Model & Tokenization
FLAN-T5
- Loaded a FLAN-T5 checkpoint from Hugging Face.
- FLAN-T5 is a general-purpose sequence-to-sequence model that supports tasks like:
- Summarization
- Translation
- Question answering
- Instruction following
Tokenizer
- Used the matching T5 tokenizer to:
- Convert raw text to token IDs (integers).
- Convert token IDs back to human-readable text.
- Verified the round-trip: encoding “What time is it, Tom?” to IDs and decoding back to the original sentence.
- Under the hood, these IDs index into embeddings, which are used during forward passes and backprop.
Experiments
1. Baseline Zero-Shot Summarization
First, I passed dialogues directly into FLAN-T5 without any explicit instruction:
- Input: the raw dialogue only.
- Output: model-generated summary.
Results:
- The model picked up small details (e.g., “It’s 10 to 9”) but missed most of the context.

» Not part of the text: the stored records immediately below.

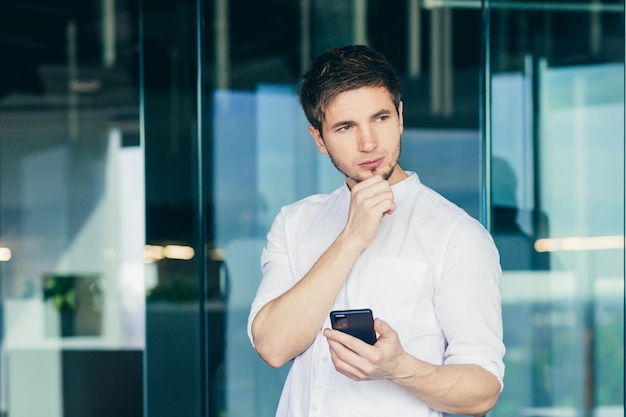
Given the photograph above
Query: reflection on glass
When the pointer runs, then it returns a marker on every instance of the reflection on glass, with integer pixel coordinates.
(71, 211)
(557, 82)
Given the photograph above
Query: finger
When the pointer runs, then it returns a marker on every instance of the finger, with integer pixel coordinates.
(347, 361)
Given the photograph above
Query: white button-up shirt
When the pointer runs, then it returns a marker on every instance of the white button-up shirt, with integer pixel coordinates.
(432, 273)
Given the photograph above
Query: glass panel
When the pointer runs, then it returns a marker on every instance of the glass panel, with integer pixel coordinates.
(71, 210)
(557, 166)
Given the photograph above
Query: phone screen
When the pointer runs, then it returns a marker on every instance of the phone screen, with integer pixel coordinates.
(357, 323)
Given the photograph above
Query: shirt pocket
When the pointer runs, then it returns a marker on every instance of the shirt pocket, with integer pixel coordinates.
(394, 287)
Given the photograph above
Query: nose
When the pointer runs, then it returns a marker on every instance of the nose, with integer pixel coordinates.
(368, 140)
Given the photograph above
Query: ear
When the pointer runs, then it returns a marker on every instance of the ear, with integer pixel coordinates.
(319, 141)
(400, 117)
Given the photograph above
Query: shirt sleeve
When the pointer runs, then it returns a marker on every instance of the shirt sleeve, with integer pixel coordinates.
(275, 266)
(468, 298)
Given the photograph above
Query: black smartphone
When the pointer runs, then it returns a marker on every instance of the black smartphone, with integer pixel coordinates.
(357, 323)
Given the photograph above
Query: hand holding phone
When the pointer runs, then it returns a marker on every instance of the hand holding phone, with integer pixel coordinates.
(357, 323)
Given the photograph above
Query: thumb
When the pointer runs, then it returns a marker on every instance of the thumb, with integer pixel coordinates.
(382, 327)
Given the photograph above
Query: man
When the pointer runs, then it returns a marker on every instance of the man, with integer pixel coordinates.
(384, 241)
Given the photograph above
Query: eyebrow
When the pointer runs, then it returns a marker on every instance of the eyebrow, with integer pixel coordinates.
(379, 113)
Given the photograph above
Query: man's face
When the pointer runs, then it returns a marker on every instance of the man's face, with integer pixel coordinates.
(361, 134)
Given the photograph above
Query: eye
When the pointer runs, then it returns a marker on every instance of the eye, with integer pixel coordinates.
(344, 128)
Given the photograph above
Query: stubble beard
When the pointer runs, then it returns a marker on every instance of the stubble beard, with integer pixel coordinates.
(385, 175)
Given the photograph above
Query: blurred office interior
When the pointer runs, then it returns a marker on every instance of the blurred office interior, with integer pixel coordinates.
(146, 145)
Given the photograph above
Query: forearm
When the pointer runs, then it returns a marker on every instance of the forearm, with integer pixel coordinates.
(455, 389)
(286, 326)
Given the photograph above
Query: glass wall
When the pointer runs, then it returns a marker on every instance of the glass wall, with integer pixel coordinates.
(555, 72)
(145, 148)
(72, 221)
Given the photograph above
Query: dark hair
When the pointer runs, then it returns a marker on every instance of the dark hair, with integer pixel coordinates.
(343, 69)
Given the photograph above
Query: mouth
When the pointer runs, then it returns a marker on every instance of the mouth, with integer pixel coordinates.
(371, 164)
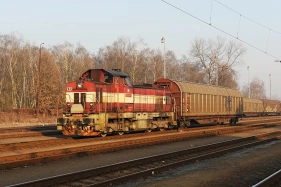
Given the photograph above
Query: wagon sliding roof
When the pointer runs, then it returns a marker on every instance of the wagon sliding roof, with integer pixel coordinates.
(206, 89)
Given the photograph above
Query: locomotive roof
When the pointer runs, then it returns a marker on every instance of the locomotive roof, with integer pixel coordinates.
(206, 89)
(116, 73)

- Summaries were often too short or incomplete.
This gave me a baseline of what the raw model can do with no guidance.
2. Zero-Shot with Instructions (Prompt Engineering)
Next, I added explicit instructions to the input:
Summarize the following conversation:
dialogue
Summary Dialogue: dialogue
What was going on in the above dialogue? Findings:
Instruction prompts improved the summaries slightly (the model understood it should generate a summary).

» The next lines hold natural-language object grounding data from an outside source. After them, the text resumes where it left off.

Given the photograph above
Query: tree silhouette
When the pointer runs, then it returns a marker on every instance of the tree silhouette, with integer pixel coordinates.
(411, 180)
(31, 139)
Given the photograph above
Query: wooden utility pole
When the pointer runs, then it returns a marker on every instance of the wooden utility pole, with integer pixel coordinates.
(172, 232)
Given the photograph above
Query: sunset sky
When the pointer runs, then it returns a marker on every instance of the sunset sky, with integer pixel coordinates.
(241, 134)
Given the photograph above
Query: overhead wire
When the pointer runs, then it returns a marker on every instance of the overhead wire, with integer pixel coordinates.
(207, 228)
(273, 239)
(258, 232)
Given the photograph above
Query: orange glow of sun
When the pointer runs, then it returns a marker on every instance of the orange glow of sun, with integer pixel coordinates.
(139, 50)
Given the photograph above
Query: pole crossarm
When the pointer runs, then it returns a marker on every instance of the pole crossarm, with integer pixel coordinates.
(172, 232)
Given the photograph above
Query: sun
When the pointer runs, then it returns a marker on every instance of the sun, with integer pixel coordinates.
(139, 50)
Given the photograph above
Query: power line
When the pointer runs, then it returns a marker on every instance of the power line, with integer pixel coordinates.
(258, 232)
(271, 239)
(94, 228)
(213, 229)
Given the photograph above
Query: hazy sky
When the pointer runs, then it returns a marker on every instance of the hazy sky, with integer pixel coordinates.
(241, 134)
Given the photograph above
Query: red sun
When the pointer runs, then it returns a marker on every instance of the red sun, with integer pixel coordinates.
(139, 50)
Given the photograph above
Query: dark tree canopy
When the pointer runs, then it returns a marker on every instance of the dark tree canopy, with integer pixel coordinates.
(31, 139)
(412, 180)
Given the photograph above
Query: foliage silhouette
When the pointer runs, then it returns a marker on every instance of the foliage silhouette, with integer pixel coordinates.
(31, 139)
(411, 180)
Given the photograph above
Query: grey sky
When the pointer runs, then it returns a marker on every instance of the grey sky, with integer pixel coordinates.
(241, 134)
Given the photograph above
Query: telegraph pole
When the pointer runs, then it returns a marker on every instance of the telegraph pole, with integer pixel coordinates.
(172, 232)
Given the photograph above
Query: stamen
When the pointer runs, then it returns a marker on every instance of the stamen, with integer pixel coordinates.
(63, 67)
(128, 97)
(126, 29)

However, the output was still often shallow or missed important details.
This step illustrated the impact of instruction tuning and prompt design even before any fine-tuning.
- One-Shot In-Context Learning
Then I tried one-shot prompting:
Provide one full example:
Dialogue + correct human summary.
Then provide a second dialogue and ask the model to produce the summary.
Structure (simplified):
Example 1: Dialogue: dialogue_1 Summary: human_summary_1
Example 2: Dialogue: dialogue_2 Summary:
Findings:
The model began to mimic the style and level of detail of the human summary.

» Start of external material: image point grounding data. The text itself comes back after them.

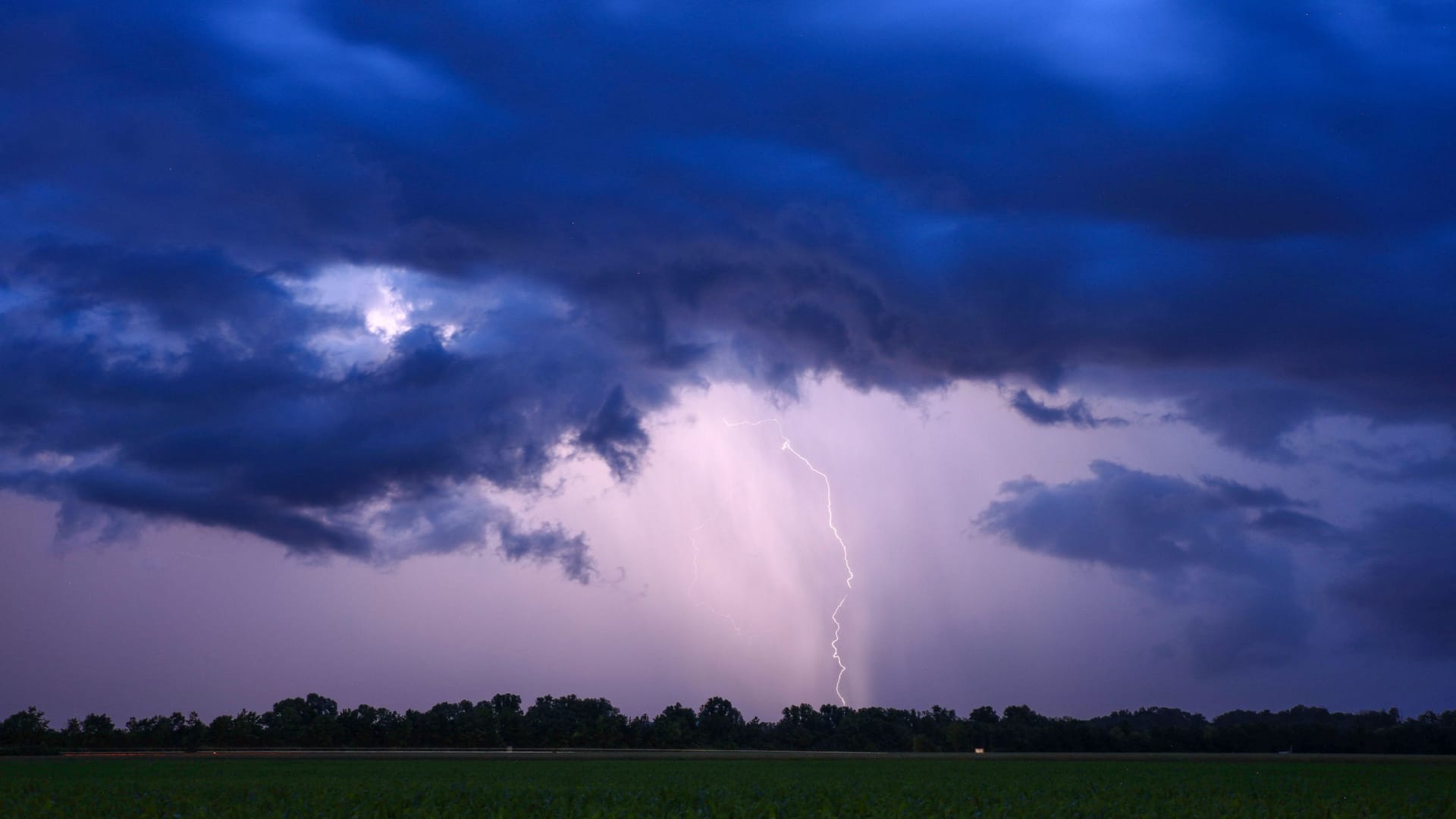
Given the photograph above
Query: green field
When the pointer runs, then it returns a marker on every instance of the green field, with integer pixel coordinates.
(721, 787)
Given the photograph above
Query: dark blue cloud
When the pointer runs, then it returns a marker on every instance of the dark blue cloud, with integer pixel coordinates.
(1407, 569)
(1075, 414)
(1177, 538)
(1232, 544)
(1244, 212)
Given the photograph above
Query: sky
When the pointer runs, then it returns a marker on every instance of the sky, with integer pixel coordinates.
(419, 353)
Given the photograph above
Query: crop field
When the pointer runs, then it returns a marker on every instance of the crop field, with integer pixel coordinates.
(220, 787)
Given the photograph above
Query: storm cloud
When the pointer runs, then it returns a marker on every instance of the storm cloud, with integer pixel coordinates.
(1231, 547)
(561, 216)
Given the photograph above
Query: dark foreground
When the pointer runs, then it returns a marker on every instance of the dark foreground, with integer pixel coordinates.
(204, 786)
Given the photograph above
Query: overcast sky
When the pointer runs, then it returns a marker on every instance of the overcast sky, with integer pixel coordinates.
(398, 353)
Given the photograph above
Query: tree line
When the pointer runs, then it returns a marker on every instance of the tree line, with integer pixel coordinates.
(574, 722)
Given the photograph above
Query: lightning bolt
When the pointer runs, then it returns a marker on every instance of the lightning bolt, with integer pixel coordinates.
(829, 506)
(693, 585)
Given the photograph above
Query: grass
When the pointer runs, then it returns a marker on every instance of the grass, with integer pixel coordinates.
(720, 787)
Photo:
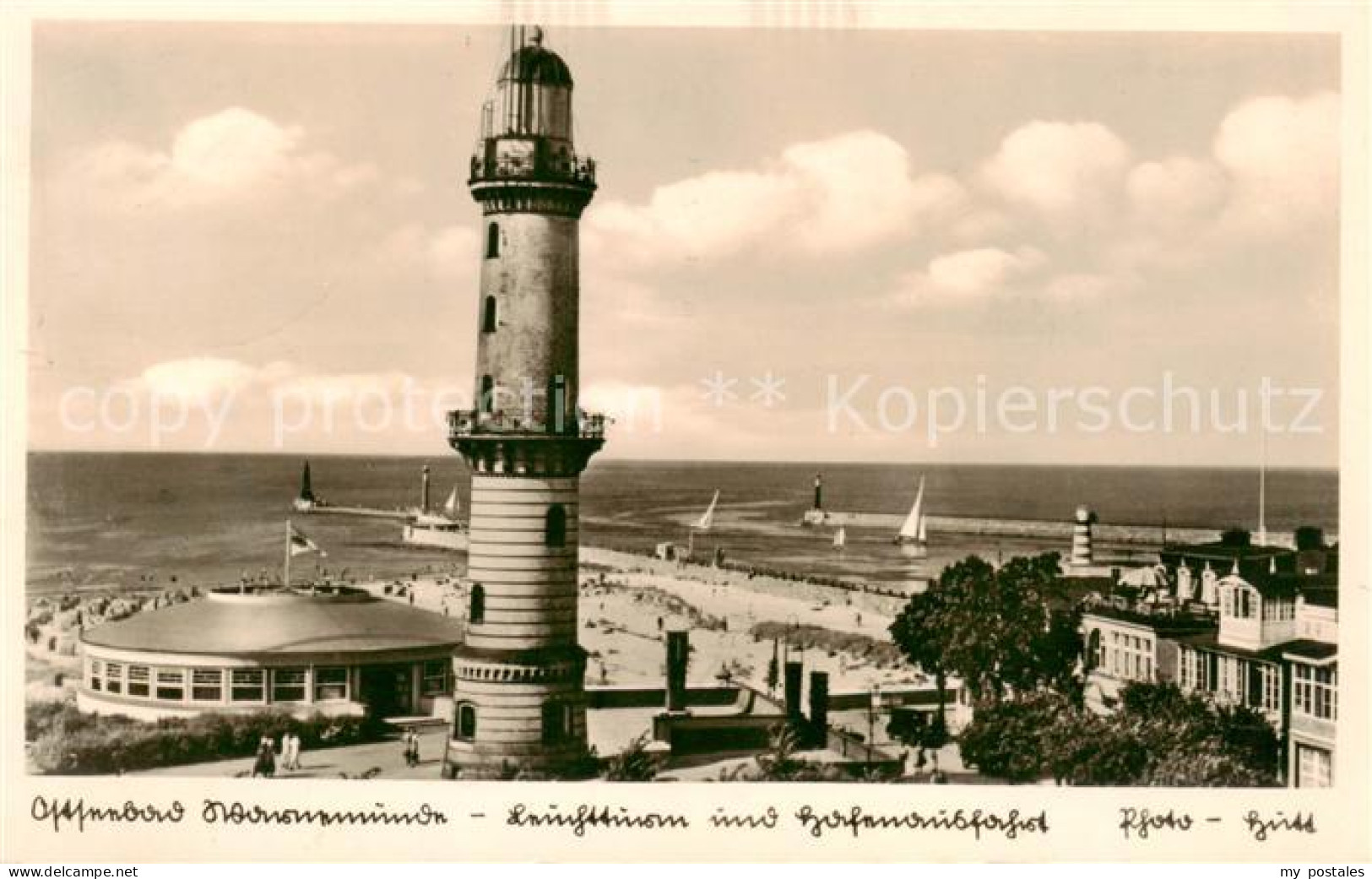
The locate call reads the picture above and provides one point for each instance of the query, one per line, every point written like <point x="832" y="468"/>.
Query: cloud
<point x="1174" y="193"/>
<point x="825" y="198"/>
<point x="983" y="270"/>
<point x="193" y="380"/>
<point x="1068" y="171"/>
<point x="1283" y="158"/>
<point x="228" y="155"/>
<point x="443" y="252"/>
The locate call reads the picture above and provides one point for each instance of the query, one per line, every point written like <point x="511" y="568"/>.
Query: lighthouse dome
<point x="538" y="66"/>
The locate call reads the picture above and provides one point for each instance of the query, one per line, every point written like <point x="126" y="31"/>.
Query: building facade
<point x="1277" y="652"/>
<point x="519" y="690"/>
<point x="334" y="652"/>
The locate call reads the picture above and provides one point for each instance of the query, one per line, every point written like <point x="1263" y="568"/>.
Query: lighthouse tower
<point x="519" y="692"/>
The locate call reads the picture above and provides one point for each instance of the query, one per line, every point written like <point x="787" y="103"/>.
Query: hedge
<point x="68" y="741"/>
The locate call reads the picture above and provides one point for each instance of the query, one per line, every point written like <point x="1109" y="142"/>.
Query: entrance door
<point x="388" y="690"/>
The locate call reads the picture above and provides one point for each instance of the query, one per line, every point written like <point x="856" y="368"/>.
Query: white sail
<point x="708" y="518"/>
<point x="911" y="529"/>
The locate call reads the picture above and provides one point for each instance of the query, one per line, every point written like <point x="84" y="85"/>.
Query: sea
<point x="142" y="520"/>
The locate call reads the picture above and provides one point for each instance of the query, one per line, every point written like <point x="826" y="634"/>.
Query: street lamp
<point x="871" y="719"/>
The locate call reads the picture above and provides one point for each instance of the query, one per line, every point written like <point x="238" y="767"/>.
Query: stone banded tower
<point x="519" y="692"/>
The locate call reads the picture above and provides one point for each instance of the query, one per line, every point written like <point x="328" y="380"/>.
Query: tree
<point x="995" y="628"/>
<point x="1158" y="736"/>
<point x="632" y="764"/>
<point x="1010" y="740"/>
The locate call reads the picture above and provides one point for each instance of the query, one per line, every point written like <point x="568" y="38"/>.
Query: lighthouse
<point x="519" y="692"/>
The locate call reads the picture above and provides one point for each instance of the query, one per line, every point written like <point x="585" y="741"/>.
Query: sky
<point x="805" y="246"/>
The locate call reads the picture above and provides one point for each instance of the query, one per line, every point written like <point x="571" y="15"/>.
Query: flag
<point x="301" y="543"/>
<point x="708" y="518"/>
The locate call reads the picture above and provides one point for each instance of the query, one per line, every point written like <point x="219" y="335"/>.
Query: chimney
<point x="794" y="681"/>
<point x="819" y="707"/>
<point x="678" y="654"/>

Summaries were richer and closer to the desired output.
Demonstrated the power of in-context learning for LLMs, even without changing model weights.
- Few-Shot In-Context Learning
I extended this idea to few-shot prompting:
3 examples: (dialogue, human summary) pairs.
1 new dialogue without its summary.
Example 1: dialogue + summary Example 2: dialogue + summary Example 3: dialogue + summary
Dialogue: dialogue_4 Summary:
Findings:
For some cases, few-shot did not significantly beat one-shot.
Important practical lesson: performance doesn’t always scale linearly with “more shots”; after ~3–5 examples, gains often saturate.
Also encountered context length limits (~512 tokens) – longer dialogues can hit the model’s maximum sequence length, causing warnings or truncation.
- Generation Configuration (Temperature & Sampling)
In the last part, I played with generation parameters:
Temperature
Low temperature (~0.1): conservative, repetitive, more deterministic summaries.
High temperature (~1.0–2.0): more diverse and creative, sometimes too “wild” for summarization.
Sampling strategies
Controlled how diverse the model output can be.
For a production summarization system, you’d typically use lower temperature for reliability.
This experimentation helped build intuition about how decoding strategies affect the final text quality.
What I Learned
How to integrate Hugging Face Transformers and Datasets with PyTorch in a practical NLP workflow.
The importance of prompt engineering:
Zero-shot vs one-shot vs few-shot.
Writing clear, task-specific instructions.
How in-context learning can dramatically improve model performance without any weight updates.
Trade-offs between deterministic vs creative outputs using temperature and sampling methods.
Practical considerations like context length limits and the diminishing returns of adding more examples to a prompt.
This project is a strong foundation for future work such as:
Fine-tuning FLAN-T5 (e.g., with LoRA/PEFT).
Building an automated summarization service for real customer support logs.